A Saskatchewan Polytechnic teacher and his students are selling T-shirts to learn about marketing and social enterprise. All proceeds go to Carmichael Outreach. Donations to the non-profit drop dramatically in the summertime.

Marketing teacher Jeph Maystruck shares social enterprise with students

Jeph Maystruck says his students came up with the vibrant design, but he's not opposed to it because if you're walking down the street with a free hugs T-shirt on, all of Regina should be able to see you. (Uplifting T-shirts)

A Regina teacher and his Saskatchewan Polytechnic marketing students are giving back to the community. 

Teacher Jeph Maystruck has made social enterprise a priority in his curriculum. He and his students have created a T-shirt company called Uplifting T-shirts. 

They sell shirts for $30 dollars each, and all the proceeds go towards the local non-profit organization Carmichael Outreach. 

The organization is on the frontline of mental illness, poverty, addictions and homelessness in Regina. 

"We sold 60 T-shirts in seven days," Maystruck said.  "All I said was, 'What if we had longer?'" 

The project proved students could successfully run a business, but it also proved they could do something meaningful, he said. 

From concept to community 

Uplifting T-shirts is in its second year. 

At the start of the semester, Maystruck raises the idea and students take it from there. 
The Uplifting T-shirts project has been an amazing learning experience for himself and the students, Jeph Maystruck said. (CBC)

They learn practical skills from proposal to design to marketing to customer service. Students experience failures and "break some rules" along the way. 

Maystruck said the approach ensures students retain what they learn. 

"Forget the theory, throw them under the fire and watch them learn," he said.

"The second you empower somebody, it is the greatest thing in the world."

This year's shirts are bright pink, have a teddy bear on the front and offer free hugs. Last year's said, "Kindness is contagious, pass it on."

Shift to social enterprise 

Maystruck said business isn't just about profit anymore. 

"When you read business books at the end of the book it says 'but none of this matters unless you give back,' and so for the last five years I've been pulling out my hair — literally — saying business doesn't work unless you give back."
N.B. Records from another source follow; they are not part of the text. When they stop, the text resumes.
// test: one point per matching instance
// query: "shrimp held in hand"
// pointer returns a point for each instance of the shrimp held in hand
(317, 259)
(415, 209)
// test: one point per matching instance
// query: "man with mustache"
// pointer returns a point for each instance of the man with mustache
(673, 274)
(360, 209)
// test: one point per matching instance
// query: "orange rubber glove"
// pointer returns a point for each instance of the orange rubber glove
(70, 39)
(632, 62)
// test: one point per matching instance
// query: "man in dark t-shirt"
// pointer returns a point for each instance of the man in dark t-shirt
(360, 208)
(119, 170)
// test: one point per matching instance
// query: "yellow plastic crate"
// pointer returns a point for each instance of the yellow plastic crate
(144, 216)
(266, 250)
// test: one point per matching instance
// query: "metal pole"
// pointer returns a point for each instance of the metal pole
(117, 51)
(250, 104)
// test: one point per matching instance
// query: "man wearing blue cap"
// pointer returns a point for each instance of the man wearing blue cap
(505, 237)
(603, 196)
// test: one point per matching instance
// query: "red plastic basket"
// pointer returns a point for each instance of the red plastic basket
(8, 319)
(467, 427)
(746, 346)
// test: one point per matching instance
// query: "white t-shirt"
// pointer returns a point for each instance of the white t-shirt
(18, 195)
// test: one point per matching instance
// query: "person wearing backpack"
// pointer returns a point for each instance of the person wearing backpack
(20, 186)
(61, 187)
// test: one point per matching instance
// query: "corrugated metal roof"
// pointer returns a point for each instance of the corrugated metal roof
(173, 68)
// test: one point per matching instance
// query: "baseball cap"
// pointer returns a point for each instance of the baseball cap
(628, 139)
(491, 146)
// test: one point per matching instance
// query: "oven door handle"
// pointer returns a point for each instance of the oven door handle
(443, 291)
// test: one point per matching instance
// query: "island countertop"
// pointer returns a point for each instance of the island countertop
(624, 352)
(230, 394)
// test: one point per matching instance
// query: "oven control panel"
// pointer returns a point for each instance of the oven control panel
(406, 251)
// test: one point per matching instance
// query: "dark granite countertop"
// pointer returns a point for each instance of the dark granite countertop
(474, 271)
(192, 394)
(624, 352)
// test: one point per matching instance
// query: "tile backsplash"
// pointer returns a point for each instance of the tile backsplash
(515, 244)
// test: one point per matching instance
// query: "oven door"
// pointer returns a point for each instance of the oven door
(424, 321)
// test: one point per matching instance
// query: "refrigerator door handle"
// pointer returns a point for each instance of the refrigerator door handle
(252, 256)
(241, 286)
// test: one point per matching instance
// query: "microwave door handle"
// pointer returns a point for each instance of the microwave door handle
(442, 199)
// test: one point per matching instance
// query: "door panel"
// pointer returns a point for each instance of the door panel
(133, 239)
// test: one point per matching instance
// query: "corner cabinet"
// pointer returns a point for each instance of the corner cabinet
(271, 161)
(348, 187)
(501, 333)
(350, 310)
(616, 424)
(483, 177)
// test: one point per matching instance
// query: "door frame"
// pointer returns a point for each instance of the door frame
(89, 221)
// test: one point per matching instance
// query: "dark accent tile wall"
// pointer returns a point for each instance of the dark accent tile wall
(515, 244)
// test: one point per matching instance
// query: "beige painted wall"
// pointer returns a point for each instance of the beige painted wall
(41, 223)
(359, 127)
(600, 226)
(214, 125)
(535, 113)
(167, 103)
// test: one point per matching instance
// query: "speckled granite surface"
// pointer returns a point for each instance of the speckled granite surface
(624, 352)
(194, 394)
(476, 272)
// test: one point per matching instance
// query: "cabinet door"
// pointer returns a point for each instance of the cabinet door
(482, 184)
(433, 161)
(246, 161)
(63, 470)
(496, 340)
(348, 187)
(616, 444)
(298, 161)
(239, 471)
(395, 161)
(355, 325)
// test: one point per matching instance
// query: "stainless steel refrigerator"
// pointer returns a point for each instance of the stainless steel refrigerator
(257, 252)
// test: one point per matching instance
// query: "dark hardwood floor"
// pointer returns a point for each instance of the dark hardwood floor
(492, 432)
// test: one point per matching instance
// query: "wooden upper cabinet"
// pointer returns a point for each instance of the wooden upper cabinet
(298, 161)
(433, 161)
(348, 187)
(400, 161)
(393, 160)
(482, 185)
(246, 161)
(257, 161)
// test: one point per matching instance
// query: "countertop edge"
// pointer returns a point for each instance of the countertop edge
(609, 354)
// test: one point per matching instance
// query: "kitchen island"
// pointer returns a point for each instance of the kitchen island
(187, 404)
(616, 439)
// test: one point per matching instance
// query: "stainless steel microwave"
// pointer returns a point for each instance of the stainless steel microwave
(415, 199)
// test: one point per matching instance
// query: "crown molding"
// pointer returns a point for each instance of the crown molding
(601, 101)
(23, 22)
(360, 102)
Last year, the design of the Uplifting Tshirts was a bit more reserved than the bright pink design of this year. However, the core message was the same. (Uplifting Tshirts)
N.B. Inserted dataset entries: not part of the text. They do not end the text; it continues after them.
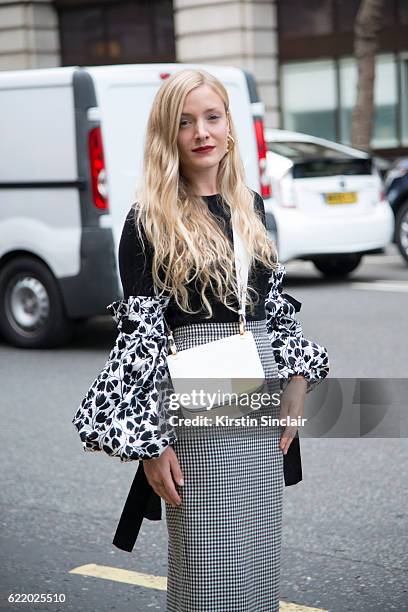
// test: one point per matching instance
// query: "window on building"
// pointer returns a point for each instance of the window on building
(299, 18)
(114, 31)
(309, 97)
(385, 100)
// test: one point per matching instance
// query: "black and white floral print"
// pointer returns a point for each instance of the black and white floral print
(294, 354)
(123, 412)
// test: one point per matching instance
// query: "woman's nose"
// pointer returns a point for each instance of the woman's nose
(201, 130)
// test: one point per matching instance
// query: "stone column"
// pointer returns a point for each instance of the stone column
(28, 35)
(238, 33)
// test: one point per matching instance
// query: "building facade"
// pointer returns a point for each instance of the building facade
(301, 53)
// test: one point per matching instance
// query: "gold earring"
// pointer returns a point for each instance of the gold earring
(230, 139)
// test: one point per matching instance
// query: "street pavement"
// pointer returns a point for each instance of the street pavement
(345, 524)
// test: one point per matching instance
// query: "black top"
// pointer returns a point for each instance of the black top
(136, 276)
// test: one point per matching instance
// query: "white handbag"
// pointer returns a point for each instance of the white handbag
(222, 373)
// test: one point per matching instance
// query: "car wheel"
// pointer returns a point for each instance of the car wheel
(401, 230)
(337, 266)
(31, 309)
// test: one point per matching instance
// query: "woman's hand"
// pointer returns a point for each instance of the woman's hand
(162, 473)
(292, 405)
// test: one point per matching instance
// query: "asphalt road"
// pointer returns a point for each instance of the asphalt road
(345, 524)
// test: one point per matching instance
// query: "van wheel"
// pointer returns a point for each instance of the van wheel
(31, 309)
(338, 266)
(401, 230)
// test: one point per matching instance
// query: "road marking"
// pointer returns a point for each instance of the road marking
(120, 575)
(383, 259)
(157, 582)
(382, 285)
(289, 607)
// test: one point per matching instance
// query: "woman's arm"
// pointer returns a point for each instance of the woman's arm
(296, 357)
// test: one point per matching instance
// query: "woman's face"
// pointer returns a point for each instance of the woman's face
(203, 123)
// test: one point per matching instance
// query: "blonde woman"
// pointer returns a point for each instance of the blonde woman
(222, 487)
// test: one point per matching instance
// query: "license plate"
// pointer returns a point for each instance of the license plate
(346, 197)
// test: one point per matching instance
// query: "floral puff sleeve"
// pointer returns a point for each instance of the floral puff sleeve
(125, 411)
(294, 354)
Maystruck had Tyler Gray from Carmichael Outreach speak to his class about social enterprise. 

People respond differently to a T-shirt fundraiser than they do to us asking for money,- Tyler Gray, Carmichael Outreach

"You could see the lights turn on," Maystruck said.
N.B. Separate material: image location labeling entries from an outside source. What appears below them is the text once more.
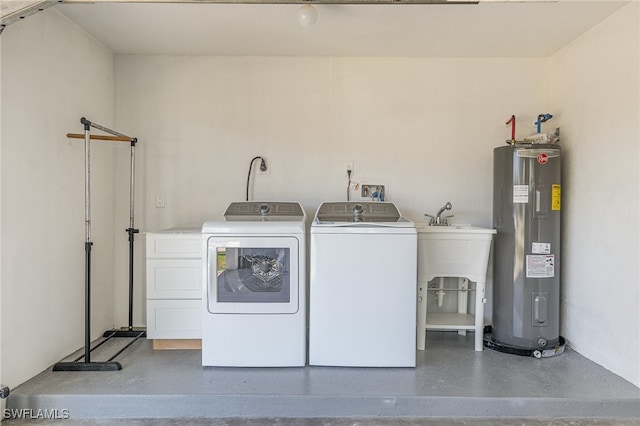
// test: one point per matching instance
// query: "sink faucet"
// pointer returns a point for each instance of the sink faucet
(438, 219)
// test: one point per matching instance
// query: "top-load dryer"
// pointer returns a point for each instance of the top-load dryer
(363, 260)
(254, 286)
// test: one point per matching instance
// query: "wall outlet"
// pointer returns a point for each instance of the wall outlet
(263, 172)
(348, 165)
(160, 200)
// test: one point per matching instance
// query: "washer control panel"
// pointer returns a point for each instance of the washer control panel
(358, 212)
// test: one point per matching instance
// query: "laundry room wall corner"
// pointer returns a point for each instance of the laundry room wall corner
(53, 73)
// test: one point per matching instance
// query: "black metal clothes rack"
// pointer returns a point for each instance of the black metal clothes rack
(110, 364)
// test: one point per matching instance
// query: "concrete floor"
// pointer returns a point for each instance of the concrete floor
(452, 384)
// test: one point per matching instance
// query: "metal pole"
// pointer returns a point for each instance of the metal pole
(104, 129)
(87, 244)
(131, 229)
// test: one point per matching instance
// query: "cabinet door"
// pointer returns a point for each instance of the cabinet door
(174, 319)
(174, 246)
(174, 279)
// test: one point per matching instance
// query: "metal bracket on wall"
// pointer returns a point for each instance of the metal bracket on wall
(14, 11)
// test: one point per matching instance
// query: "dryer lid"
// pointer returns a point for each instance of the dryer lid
(264, 211)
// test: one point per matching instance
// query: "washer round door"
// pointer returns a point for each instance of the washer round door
(252, 275)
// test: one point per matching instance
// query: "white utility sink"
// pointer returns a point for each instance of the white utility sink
(453, 251)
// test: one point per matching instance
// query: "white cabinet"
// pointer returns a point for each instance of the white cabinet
(174, 289)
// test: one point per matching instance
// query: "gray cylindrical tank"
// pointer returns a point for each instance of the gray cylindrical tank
(526, 215)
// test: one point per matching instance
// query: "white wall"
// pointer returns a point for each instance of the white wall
(425, 128)
(595, 92)
(52, 74)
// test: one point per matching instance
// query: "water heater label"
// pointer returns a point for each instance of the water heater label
(540, 248)
(540, 266)
(521, 194)
(555, 196)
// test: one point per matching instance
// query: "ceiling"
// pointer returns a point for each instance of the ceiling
(492, 29)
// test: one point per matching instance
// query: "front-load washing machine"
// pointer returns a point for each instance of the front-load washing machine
(254, 286)
(362, 308)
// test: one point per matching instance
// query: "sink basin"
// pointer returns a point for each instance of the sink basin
(456, 228)
(453, 251)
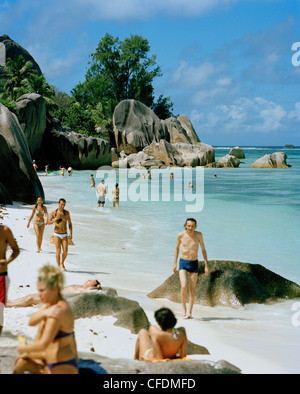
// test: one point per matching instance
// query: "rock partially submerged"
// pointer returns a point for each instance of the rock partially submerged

According to Maystruck, the students were captivated by the idea that they could make money by giving back to the community. 

That's why the kids chose to partner with the non-profit. 

Summer season hardest time for non-profits​

Gray, interim executive director of Carmichael Outreach, said contributions are always helpful, but they are particularly so in the summer because donations drop dramatically in the warmer months. 

"People respond differently to a T-shirt fundraiser than they do to us asking for money," he said. 

Gray said it's always helpful when businesses generate revenue for the non-profit, and it doesn't matter if it's a $15,000 donation or one the price of a T-shirt.

"It's a way to get the community connected to the conversation around homelessness, addictions, mental illness, poverty," he said, noting that projects like this help change the narrative around those issues. 

Tyler Gray has worked with Carmichael Outreach for three years. He says it helps foster community engagement when they can establish connections with external businesses and people. (CBC)

Gray has worked with the non-profit for three years and has seen a steady increase in demand for its services. 

"Our meal program went from 37,000 meals the first year I was here, and this year we're on pace for a little over 60,000," he said. 

The housing program has also grown, not only in number but in the complexity of the issues, he said. 

"You really do see those numbers increasing year over year and you really see the challenges that a lot of people face that I think kind of get hidden."